I'm talking about a situation where you have narration, dialogue, thoughts, and e.g. a second character inside one character, like if the character was possessed by a demon that now and then spoke to the character inside his head. How would you format the demon's speech? Cursives? Cursives between quotation marks? CAPS (like Pratchett does with Death in Soul Music)? A separate paragraph in bold or a different font (like in Hopkinsons' 'The Salt Roads')? I've tried doing it like I do thoughts and like I do dialogue, but both are confusing because the first makes it look like the character's thoughts, the second like one of the two or several people partaking in the conversation said it outloud instead of the demon speaking inside one character's head. I haven't yet tried caps or separate paragraphs/bolded/different font because I'm worried it would be an MS formatting no-no that would have all agents, publishers, and fellow authors chasing me with torches and pitchforks.
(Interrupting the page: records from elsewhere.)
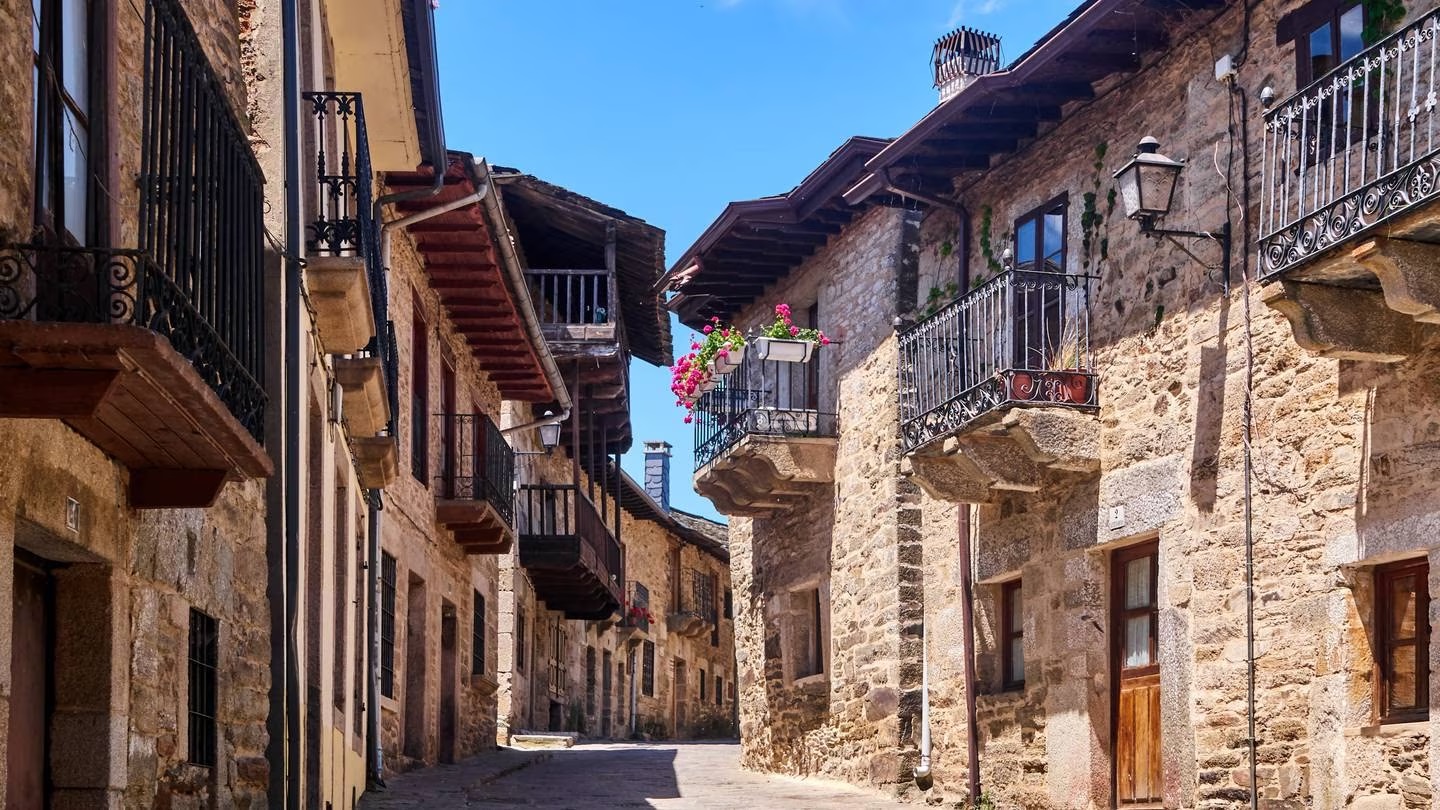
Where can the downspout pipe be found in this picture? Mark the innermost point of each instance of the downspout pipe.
(285, 764)
(922, 771)
(972, 732)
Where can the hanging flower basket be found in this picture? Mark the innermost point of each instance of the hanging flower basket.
(784, 350)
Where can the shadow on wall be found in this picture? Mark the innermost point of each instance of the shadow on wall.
(1396, 509)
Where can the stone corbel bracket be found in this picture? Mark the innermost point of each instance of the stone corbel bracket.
(762, 474)
(1354, 323)
(1018, 453)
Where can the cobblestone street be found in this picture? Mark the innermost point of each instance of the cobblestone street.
(601, 777)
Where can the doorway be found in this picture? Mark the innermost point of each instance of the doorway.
(678, 698)
(32, 686)
(1136, 675)
(448, 675)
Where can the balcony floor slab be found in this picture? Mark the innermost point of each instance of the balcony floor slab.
(131, 394)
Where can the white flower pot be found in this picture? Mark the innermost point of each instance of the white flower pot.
(784, 350)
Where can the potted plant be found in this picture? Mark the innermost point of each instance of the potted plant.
(717, 353)
(785, 342)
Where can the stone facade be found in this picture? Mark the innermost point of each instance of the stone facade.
(439, 709)
(1342, 480)
(532, 698)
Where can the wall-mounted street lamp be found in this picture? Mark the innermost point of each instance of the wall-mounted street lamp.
(549, 438)
(1148, 189)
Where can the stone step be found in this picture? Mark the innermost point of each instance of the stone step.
(545, 740)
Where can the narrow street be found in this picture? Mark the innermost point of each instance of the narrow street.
(690, 776)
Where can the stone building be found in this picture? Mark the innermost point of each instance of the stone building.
(1077, 497)
(606, 587)
(196, 408)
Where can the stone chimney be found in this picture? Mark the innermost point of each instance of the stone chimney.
(657, 472)
(961, 56)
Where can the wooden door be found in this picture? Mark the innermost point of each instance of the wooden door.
(30, 673)
(1138, 676)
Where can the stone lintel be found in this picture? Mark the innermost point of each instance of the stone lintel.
(1409, 273)
(1344, 323)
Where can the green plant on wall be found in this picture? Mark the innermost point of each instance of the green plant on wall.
(938, 299)
(1381, 16)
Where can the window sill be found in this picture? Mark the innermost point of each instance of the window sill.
(1391, 730)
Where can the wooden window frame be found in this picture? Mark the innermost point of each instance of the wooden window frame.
(1038, 214)
(1299, 25)
(52, 100)
(202, 699)
(1008, 634)
(1384, 643)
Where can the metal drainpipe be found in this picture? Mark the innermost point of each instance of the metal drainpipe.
(972, 735)
(294, 368)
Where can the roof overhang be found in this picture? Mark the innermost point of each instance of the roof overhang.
(755, 242)
(462, 263)
(1000, 113)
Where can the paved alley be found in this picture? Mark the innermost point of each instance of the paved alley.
(614, 776)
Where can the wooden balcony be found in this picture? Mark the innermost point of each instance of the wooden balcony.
(1350, 224)
(762, 440)
(573, 559)
(474, 495)
(998, 389)
(343, 277)
(107, 342)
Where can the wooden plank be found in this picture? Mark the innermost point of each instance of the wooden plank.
(1125, 748)
(54, 394)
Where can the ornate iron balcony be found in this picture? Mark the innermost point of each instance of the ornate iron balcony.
(761, 398)
(1018, 339)
(110, 286)
(481, 466)
(1352, 150)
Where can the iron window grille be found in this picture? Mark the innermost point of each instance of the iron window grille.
(388, 575)
(203, 665)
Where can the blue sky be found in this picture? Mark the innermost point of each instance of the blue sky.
(671, 108)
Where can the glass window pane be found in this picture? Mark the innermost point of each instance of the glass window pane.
(1017, 620)
(1352, 41)
(1138, 640)
(1026, 242)
(1138, 582)
(1401, 678)
(77, 172)
(1403, 607)
(1054, 241)
(1322, 51)
(75, 49)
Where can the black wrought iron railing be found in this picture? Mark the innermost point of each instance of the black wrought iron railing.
(202, 211)
(562, 512)
(573, 297)
(107, 286)
(1021, 337)
(762, 398)
(635, 611)
(1352, 150)
(481, 466)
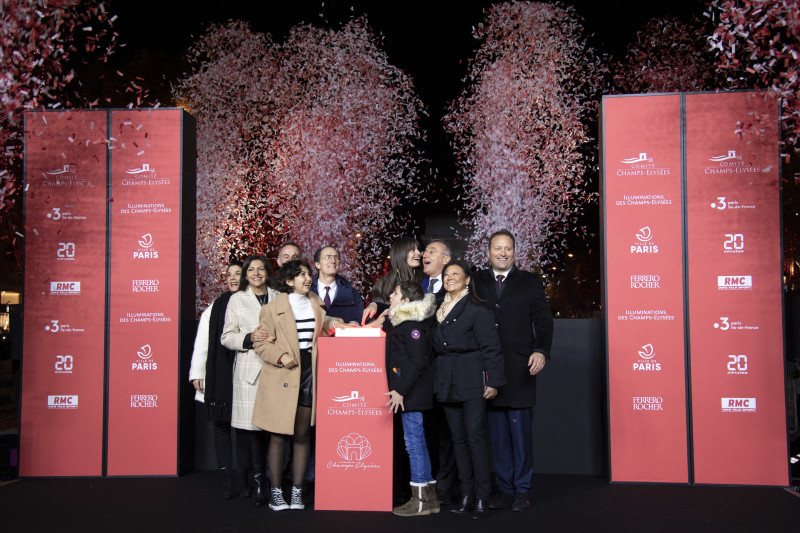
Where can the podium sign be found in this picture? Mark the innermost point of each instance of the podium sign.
(354, 429)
You don't do it with formatting, you do it with the surrounding narrative context. The only difference is that with the character's own thoughts you don't enclose them in quote marks. An other entity's voice inside the head should be treated exactly like spoken dialogue. Writing is done with words and punctuation, not with fonts or graphics. And don't be distracted by fancy fontery used in published books - that's embellishment during typesetting, and has nothing to do with good writing.
Sticking with the dialogue option, then. Just wasn't sure if there was a common consensus in the writing/publishing community regarding this (and, as you said, looking at published novels for guidance, especially from famous authors who can do whatever they want, is hit and miss). Thanks.
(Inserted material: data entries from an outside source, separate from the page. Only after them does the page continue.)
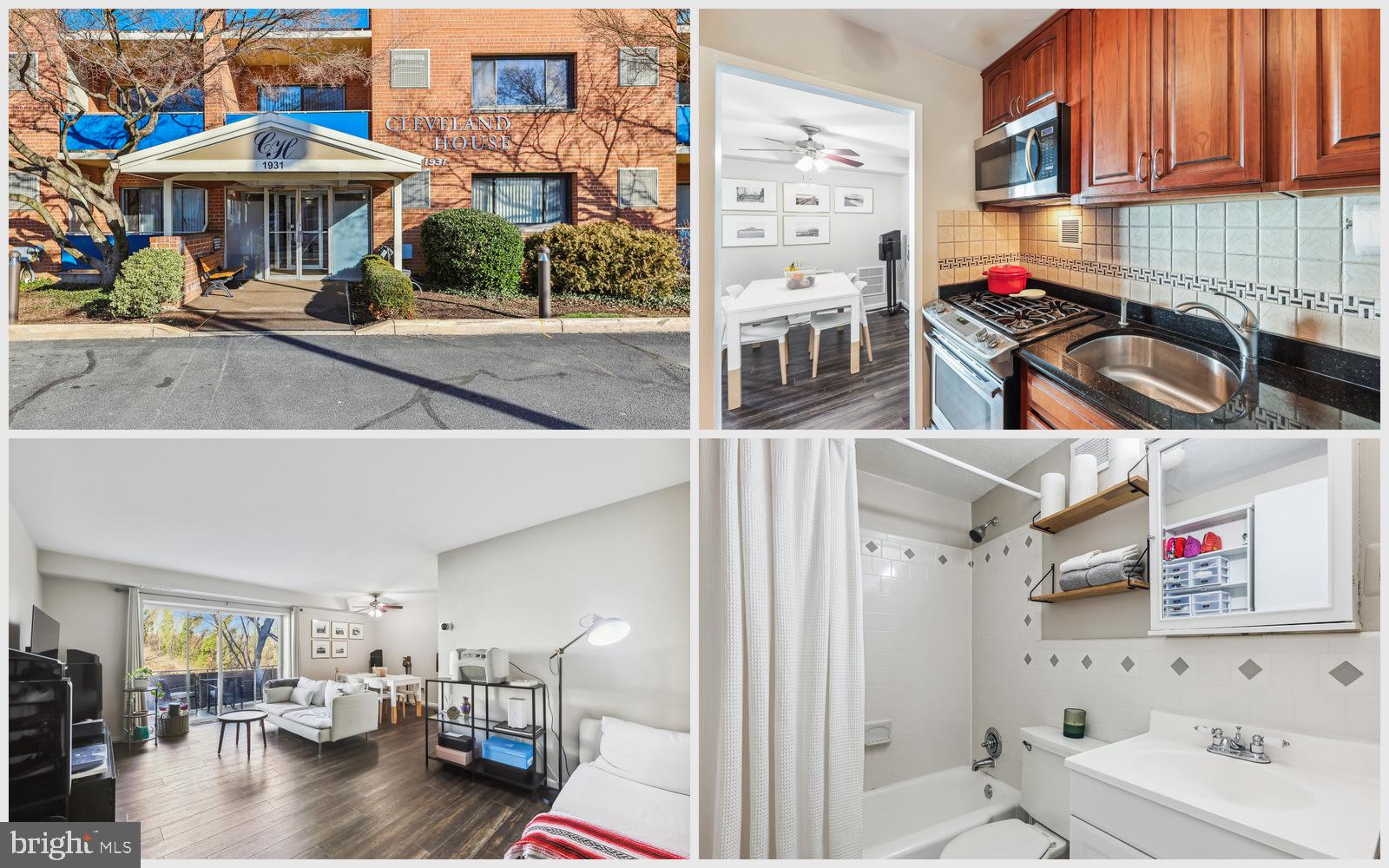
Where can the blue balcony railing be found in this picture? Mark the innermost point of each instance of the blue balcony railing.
(106, 132)
(682, 124)
(349, 122)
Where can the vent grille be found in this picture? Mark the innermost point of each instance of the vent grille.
(1069, 233)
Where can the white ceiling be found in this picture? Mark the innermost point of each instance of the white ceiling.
(333, 517)
(754, 110)
(974, 38)
(1004, 457)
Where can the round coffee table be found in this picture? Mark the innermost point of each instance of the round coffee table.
(236, 719)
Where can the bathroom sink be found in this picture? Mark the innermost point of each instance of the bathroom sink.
(1181, 378)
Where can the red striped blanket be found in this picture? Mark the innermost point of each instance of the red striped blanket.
(563, 837)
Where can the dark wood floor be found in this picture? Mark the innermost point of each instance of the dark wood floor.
(877, 398)
(358, 800)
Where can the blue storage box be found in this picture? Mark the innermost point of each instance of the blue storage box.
(509, 752)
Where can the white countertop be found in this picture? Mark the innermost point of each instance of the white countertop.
(1316, 799)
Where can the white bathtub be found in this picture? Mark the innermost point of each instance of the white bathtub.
(917, 819)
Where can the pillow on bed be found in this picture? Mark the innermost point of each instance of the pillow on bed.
(645, 754)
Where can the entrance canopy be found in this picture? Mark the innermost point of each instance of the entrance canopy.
(273, 150)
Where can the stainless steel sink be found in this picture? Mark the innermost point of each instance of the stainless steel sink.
(1167, 372)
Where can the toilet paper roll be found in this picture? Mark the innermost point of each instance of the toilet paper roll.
(1365, 233)
(1083, 478)
(1053, 493)
(1124, 455)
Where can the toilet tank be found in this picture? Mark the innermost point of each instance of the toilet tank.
(1046, 784)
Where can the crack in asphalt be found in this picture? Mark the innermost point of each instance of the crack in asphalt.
(52, 384)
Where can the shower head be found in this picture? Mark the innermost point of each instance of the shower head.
(977, 534)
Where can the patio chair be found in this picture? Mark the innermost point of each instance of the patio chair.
(215, 281)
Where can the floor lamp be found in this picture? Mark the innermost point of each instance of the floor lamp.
(599, 631)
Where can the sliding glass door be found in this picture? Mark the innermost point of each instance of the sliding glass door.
(212, 661)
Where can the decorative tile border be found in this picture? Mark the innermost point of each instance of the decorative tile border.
(1331, 303)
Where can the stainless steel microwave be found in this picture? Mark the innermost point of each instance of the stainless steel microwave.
(1027, 159)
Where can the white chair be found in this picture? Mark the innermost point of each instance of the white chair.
(826, 321)
(757, 332)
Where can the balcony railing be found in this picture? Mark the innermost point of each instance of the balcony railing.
(349, 122)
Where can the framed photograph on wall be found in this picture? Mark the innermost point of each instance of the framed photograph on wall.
(805, 229)
(853, 201)
(749, 229)
(805, 198)
(742, 194)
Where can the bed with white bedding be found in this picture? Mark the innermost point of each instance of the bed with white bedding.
(629, 798)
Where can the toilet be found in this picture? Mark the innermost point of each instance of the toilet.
(1046, 798)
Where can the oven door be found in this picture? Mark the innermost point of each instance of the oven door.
(962, 398)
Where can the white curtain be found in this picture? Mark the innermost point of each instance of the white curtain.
(782, 680)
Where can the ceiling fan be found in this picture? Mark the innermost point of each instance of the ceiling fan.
(377, 608)
(813, 155)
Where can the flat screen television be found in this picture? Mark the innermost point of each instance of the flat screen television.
(43, 635)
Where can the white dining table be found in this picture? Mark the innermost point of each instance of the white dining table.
(768, 300)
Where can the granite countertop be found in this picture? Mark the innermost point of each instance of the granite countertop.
(1278, 396)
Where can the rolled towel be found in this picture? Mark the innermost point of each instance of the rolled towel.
(1080, 562)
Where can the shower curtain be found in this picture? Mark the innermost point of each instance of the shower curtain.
(782, 680)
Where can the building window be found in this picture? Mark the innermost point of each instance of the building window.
(523, 82)
(524, 201)
(636, 67)
(143, 210)
(300, 97)
(414, 191)
(638, 187)
(410, 69)
(24, 184)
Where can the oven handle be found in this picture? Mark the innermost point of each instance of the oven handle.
(986, 388)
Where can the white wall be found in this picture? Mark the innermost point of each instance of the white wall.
(527, 590)
(25, 590)
(853, 238)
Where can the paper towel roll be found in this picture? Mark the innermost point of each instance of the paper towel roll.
(1083, 477)
(1365, 233)
(1124, 455)
(1053, 493)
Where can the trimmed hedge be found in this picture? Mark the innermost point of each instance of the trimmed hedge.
(472, 252)
(149, 279)
(389, 293)
(611, 259)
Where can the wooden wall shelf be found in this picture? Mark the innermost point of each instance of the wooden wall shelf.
(1101, 503)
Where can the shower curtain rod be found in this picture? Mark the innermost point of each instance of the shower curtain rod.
(969, 467)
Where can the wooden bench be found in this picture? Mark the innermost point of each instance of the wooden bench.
(214, 281)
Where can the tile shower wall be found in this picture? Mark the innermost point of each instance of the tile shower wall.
(1292, 260)
(1321, 684)
(916, 654)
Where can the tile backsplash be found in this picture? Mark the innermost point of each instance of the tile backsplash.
(916, 654)
(1291, 260)
(1320, 684)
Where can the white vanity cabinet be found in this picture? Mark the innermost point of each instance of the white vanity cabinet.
(1275, 517)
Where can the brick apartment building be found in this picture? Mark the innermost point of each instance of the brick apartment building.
(513, 111)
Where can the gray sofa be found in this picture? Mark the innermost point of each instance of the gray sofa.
(342, 717)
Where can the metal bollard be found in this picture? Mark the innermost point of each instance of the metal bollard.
(545, 282)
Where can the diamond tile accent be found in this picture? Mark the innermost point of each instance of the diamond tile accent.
(1345, 673)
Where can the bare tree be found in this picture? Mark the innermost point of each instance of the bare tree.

The demon in a person's head has to have a different voice from the person, there's no question about that. And I would want to use proper punctuation, it makes sense to me that the demon's thoughts would be in quotes while the individual's would not be. But you get into some tricky territory when the two internal beings are essentially one person with a psychosis rather than one possessed by an external being. I would think the careful use of tags is needed to make it clear where the thoughts are coming from. Since you've made it clear in the past what you mean by fancy fontery, let's just get it out there. I have no opinion one way or the other whether one would italicize both being's thoughts, or just the possessed character. Obviously the choice not to italicize either is always an option and perhaps a simpler one without doing a lot of research to find the more typical conventions. Style choices for internal dialogue are not about embellishment and not mutually exclusive to good writing. One can use less tags with italicized internal dialogue. It's simply a preference. So in the case of multiple character's thoughts inside one head, I would think tags would be more important and more practical. Internal dialogue italics would probably be confusing.
I was just reading a Josephine Tey novel (The Singing Sands) in which the main character was essentially debating with himself, and the debate was formatted exactly like a conversation between two separate characters. "You fool!" said that inner voice, as he was climbing into the London plane at Scoone. "Giving up even a day of your precious leave to hunt will-o'-the-wisps." "I'm not hunting any will-o'-the-wisps. I just want to know what happened to Bill Kenrick." And so on, for another page and a quarter, and again a couple more times in the book. It worked fine, and this character was perfectly sane and un-possessed--I knew that both sides of the conversation were the same person, but it wasn't a problem.